Andrews’ spine is shaped like a reverse S. She wore a back brace from the age of 11 to 16. “Though I was insecure about my spine,” she says, “I was also super curious about it, too.”

She recalls how she would take every high school project and put a scoliosis spin on it. If it was a health project, she’d ask her teacher if she could make it a scoliosis project. In fine arts, she included a life-size ceramic replica of her back brace in her portfolio.

“I changed from feeling ashamed of my spine and being embarrassed to wear my back brace at sleepovers to being very proud of it,” she says. “The pride came from gaining more knowledge about scoliosis, the human anatomy and science in general. I realized it’s nothing to be ashamed of. It’s just a part of who I am.”

By age 16, Andrews became one of the lucky few whose spinal curvatures decreased in severity after wearing a back brace. “Only a small percentage of children with scoliosis improve the way I did,” she says. Though Andrews will always have two spinal curvatures, she no longer has to wear a back brace.

Morgan Andrews
Andrews works with an enzyme involved in DNA repair in the lab of RIC Professor Jamie Towle-Wiecksel.

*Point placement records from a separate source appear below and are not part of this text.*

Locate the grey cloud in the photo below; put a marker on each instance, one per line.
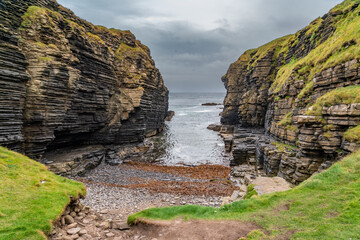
(191, 58)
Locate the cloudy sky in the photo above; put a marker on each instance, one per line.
(193, 42)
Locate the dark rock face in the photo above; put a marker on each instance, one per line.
(65, 82)
(275, 87)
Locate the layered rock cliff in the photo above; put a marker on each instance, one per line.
(65, 82)
(303, 91)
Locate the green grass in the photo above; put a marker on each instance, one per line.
(31, 197)
(339, 48)
(326, 206)
(345, 95)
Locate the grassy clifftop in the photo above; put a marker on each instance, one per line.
(326, 206)
(31, 197)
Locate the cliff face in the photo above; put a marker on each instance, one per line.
(303, 90)
(65, 82)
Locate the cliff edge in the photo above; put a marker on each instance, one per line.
(303, 91)
(67, 83)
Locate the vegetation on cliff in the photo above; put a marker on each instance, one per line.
(342, 46)
(31, 197)
(326, 206)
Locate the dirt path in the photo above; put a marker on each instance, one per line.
(194, 230)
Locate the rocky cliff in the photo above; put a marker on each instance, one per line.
(65, 82)
(296, 99)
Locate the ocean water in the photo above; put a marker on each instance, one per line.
(186, 139)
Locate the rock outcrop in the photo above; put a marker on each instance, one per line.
(302, 91)
(65, 82)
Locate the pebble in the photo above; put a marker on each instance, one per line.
(73, 231)
(82, 232)
(73, 225)
(110, 234)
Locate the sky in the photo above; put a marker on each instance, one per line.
(193, 42)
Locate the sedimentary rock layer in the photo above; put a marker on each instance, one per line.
(302, 89)
(65, 82)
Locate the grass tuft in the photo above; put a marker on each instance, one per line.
(31, 197)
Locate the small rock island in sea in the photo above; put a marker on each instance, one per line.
(86, 102)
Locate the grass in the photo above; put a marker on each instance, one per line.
(286, 120)
(339, 48)
(353, 134)
(31, 197)
(326, 206)
(345, 95)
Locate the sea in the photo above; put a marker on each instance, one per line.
(186, 139)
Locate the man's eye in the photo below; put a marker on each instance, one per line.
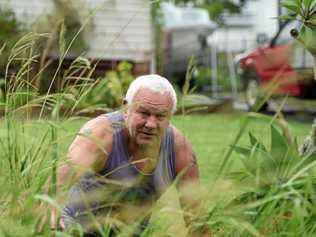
(144, 113)
(161, 117)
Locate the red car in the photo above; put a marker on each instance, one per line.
(283, 67)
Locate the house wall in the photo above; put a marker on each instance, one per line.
(121, 29)
(257, 17)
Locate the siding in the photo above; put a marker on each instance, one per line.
(121, 28)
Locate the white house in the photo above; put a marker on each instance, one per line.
(122, 29)
(257, 19)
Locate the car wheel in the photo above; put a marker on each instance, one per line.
(253, 93)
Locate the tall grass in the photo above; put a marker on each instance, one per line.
(272, 195)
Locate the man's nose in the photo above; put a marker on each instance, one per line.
(151, 122)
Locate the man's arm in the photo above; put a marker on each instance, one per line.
(186, 163)
(88, 151)
(188, 185)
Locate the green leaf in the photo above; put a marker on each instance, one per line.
(242, 150)
(254, 141)
(292, 7)
(286, 17)
(279, 146)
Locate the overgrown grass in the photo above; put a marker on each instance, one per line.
(210, 135)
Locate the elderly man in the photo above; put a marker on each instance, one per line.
(136, 149)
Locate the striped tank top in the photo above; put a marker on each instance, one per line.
(118, 168)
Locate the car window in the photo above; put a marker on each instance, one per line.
(285, 36)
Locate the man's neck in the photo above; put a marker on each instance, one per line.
(145, 157)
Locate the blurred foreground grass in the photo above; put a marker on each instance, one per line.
(211, 136)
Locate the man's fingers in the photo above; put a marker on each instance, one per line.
(53, 219)
(62, 224)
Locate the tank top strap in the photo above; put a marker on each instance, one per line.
(165, 172)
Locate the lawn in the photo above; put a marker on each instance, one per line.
(211, 136)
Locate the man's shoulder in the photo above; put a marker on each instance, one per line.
(99, 126)
(179, 138)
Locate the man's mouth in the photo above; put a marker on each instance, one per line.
(147, 133)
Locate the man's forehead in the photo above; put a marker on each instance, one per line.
(142, 105)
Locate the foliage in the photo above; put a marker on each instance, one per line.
(305, 12)
(104, 93)
(11, 30)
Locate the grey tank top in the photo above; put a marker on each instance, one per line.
(119, 168)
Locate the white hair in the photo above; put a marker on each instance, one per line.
(154, 83)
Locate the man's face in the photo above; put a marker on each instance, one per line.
(148, 116)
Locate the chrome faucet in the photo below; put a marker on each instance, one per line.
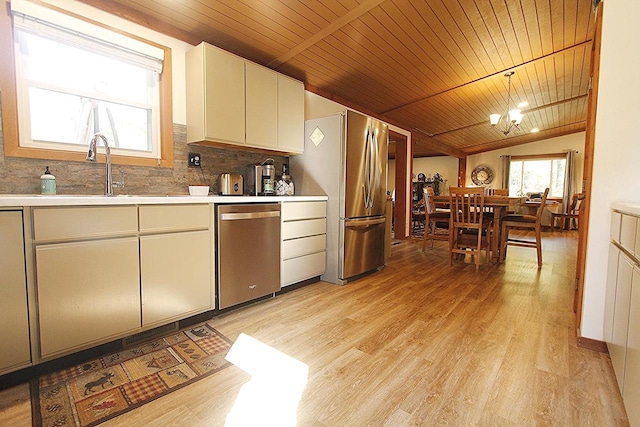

Andrews’ desire now is to become a physician scientist. She was first inspired by her own excellent doctors – the late Dr. Michael Ehrlich, who treated her from the age of 11 to 16; and Dr. Craig Eberson, who took over her care until she was 18.

“Dr. Ehrlich was a rock star, in my mind,” she says. “He was an exceptional orthopedic surgeon and researcher at Rhode Island Hospital. He was incredible at what he did and he dedicated his life to helping others. I would love to follow in that man’s footsteps, because he really altered my life. I hope to help others the way he helped me.”

Like Ehrlich, Andrews wants to be a physician and researcher. Her love of research was discovered when she worked in the biochemistry lab of RIC Professor Jamie Towle-Weicksel. Andrews gets a huge energy rush whenever she talks about that experience.

“I can’t thank Dr. Towle-Weicksel enough for the four years of teaching, training and support she gave me. I now know that not only do I want to treat patients, I want to work in a lab on innovative therapeutics for patients,” she says.

During her gap year, Andrews will continue her research at RIC while earning her EMT certification.

Reflecting back on her life, she says, “Scoliosis both literally and figuratively shaped who I am.” Her aunt, too, suffered from an orthopedic-related disorder. She was born with severe kyphoscoliosis with pulmonary complications and, as a child, was in and out of the hospital.

“Despite everything, she persevered,” says Andrews. “She was the first in the family to go to college; the first to get a job; and she’s the kindest, strongest person I know; she’s my biggest role model. There were so many obstacles in her way yet she overcame every barrier.”

Andrews intends to do the same as she enters the healing profession. “I think people heal where they themselves hurt,” she says, with a smile.